Prosecutors say a sort of insanity defense could be in the works for the dance teacher accused of killing two Tampa children.

By CANDACE RONDEAUX, Times Staff Writer
Published June 17, 2005

TAMPA - Clues to a possible defense strategy for Jennifer Porter emerged during a brief but tense exchange between a prosecutor and a defense attorney Thursday.

Porter, 29, is charged with leaving the scene of an accident in a hit-and-run crash that killed two young boys in Tampa. Defense attorneys for the dance teacher told Hillsborough Circuit Judge E. Lamar Battles they're on track with their preparations for Porter's trial in October.

Hillsborough County Assistant State Attorney Kim Seace accused Porter's attorneys of dragging their feet on producing a list of expert witnesses who could be called in the case. Making reference to a doctor from Boston who had been called as a witness, Seace said Porter's defense team could try to mount "some sort of mental health, almost insanity defense."
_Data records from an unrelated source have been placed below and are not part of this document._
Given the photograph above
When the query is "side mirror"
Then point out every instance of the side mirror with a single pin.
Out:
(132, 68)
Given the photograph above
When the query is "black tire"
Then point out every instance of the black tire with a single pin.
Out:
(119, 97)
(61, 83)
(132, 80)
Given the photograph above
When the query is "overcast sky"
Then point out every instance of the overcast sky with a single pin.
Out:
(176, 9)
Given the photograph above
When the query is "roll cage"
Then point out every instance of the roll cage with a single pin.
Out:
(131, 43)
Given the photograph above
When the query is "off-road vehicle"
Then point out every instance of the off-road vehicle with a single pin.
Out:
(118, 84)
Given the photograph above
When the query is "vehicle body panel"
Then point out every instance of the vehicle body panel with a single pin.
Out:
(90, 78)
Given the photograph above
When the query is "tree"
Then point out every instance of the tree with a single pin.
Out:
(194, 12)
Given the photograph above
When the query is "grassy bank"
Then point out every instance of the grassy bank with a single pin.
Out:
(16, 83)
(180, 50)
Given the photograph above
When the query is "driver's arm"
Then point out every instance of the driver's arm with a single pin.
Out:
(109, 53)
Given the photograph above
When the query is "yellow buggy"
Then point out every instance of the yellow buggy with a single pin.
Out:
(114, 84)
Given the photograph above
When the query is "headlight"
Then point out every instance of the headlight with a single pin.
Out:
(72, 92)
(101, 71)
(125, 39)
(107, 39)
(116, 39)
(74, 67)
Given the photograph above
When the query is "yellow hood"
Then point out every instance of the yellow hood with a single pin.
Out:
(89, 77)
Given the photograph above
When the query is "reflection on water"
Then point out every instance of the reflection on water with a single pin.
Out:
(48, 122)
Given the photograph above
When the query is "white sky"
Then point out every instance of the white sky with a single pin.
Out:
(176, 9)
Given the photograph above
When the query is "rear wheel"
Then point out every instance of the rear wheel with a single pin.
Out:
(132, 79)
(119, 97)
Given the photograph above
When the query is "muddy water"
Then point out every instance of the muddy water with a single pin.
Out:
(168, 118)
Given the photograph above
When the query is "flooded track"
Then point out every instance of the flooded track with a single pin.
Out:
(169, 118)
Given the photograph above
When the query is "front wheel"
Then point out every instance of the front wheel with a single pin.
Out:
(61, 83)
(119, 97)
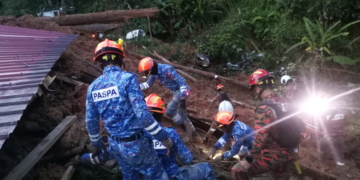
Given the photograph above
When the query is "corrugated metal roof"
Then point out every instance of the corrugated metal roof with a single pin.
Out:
(26, 57)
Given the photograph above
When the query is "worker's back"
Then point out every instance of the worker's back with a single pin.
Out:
(109, 93)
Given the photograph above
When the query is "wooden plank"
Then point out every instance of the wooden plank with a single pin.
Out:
(33, 157)
(70, 81)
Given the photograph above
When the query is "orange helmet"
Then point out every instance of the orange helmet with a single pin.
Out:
(155, 103)
(259, 77)
(224, 118)
(108, 46)
(145, 65)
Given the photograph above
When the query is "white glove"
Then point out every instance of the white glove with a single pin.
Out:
(144, 86)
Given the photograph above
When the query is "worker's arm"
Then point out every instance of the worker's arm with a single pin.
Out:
(92, 121)
(172, 74)
(141, 111)
(148, 83)
(264, 115)
(222, 141)
(184, 154)
(239, 140)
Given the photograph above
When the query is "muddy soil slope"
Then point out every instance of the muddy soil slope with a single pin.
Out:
(70, 100)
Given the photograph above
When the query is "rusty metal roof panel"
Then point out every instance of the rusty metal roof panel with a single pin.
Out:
(26, 57)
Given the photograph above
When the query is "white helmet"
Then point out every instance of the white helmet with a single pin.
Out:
(285, 79)
(226, 106)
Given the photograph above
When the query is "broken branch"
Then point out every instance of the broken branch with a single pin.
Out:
(180, 71)
(196, 71)
(101, 17)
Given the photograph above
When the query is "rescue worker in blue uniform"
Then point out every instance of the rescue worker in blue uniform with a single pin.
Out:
(243, 136)
(116, 98)
(199, 171)
(167, 75)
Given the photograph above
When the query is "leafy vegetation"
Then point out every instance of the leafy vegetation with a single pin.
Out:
(319, 40)
(226, 29)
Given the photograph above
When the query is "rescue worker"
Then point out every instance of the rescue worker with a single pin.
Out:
(332, 127)
(224, 105)
(196, 171)
(290, 88)
(243, 136)
(167, 75)
(266, 154)
(199, 171)
(116, 98)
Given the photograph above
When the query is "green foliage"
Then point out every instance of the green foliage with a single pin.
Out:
(256, 25)
(318, 40)
(192, 15)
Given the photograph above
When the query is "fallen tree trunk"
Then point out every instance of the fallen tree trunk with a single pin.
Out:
(196, 71)
(68, 173)
(242, 104)
(96, 28)
(61, 156)
(101, 17)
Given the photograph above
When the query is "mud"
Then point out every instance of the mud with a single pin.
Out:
(71, 100)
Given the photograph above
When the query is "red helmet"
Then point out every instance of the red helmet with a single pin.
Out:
(108, 46)
(219, 86)
(155, 103)
(145, 66)
(259, 77)
(224, 118)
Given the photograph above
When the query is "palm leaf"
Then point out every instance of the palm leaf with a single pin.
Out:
(335, 36)
(307, 40)
(354, 41)
(344, 60)
(294, 46)
(321, 29)
(348, 25)
(331, 27)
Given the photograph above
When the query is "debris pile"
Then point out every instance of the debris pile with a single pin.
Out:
(70, 100)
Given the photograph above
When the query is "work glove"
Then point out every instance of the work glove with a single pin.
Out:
(212, 152)
(184, 92)
(144, 86)
(168, 144)
(97, 151)
(219, 158)
(243, 166)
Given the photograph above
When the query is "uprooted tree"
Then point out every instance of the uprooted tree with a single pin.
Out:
(102, 17)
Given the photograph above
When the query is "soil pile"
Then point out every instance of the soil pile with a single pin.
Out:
(71, 100)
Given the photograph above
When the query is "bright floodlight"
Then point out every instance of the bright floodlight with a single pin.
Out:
(315, 105)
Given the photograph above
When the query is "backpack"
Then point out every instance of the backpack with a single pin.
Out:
(290, 129)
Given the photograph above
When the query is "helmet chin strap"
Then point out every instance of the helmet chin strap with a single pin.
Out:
(260, 93)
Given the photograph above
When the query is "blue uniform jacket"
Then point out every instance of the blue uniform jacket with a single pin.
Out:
(116, 98)
(179, 149)
(243, 136)
(167, 76)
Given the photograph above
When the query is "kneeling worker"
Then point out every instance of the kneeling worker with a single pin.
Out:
(198, 171)
(242, 134)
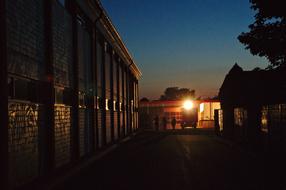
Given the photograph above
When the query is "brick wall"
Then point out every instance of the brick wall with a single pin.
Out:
(82, 131)
(25, 37)
(108, 127)
(62, 135)
(62, 45)
(23, 142)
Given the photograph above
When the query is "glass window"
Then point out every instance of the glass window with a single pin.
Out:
(62, 2)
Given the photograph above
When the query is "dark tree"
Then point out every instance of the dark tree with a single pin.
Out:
(267, 35)
(176, 93)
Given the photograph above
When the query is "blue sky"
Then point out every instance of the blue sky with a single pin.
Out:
(184, 43)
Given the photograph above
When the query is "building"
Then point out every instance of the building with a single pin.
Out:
(69, 87)
(254, 107)
(204, 112)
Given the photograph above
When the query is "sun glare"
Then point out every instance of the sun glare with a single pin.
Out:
(188, 104)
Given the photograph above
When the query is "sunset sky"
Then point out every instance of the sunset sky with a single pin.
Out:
(185, 43)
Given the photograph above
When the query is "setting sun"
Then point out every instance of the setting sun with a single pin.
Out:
(188, 104)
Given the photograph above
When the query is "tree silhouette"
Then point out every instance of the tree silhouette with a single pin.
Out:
(176, 93)
(267, 35)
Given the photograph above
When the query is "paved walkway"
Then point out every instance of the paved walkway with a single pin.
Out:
(176, 162)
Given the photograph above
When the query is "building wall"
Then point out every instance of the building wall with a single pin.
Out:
(70, 91)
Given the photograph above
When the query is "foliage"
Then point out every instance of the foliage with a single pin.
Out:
(267, 35)
(176, 93)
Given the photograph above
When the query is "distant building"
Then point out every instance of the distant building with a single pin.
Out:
(204, 112)
(254, 107)
(68, 87)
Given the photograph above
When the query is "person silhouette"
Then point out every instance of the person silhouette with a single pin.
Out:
(174, 122)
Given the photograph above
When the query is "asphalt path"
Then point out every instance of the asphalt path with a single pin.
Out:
(176, 161)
"Not a single one of their experts is in (the witness list), which is going to make it impossible for me to prepare for this case," Seace said.

Lyann Goudie, co-counsel in Porter's defense, dismissed the suggestion, saying that it's not uncommon for attorneys to question potential witnesses past the deadline set for trial preparations.

"Nobody's planning on surprising the state or sandbagging the state," Goudie said.

Porter was arrested last spring, after eyewitnesses told investigators they saw a silver Toyota Echo matching the description of her car hit four children in North Tampa. Bryant Wilkins, 13, his sister Aquina, now 9, and their brothers Durontae Caldwell, 3, and LaJuan Davis, now 3, were crossing at 22nd Street and 142nd Avenue on the evening of March 31, 2004, when they were hit. Bryant and Durontae died the same day.

Barry Cohen, Porter's lead defense attorney in the case, would not comment on whether he has outlined a mental health defense.

"We have and will continue to comply with all procedural requirements of the law," Cohen said in a statement issued through a spokesman.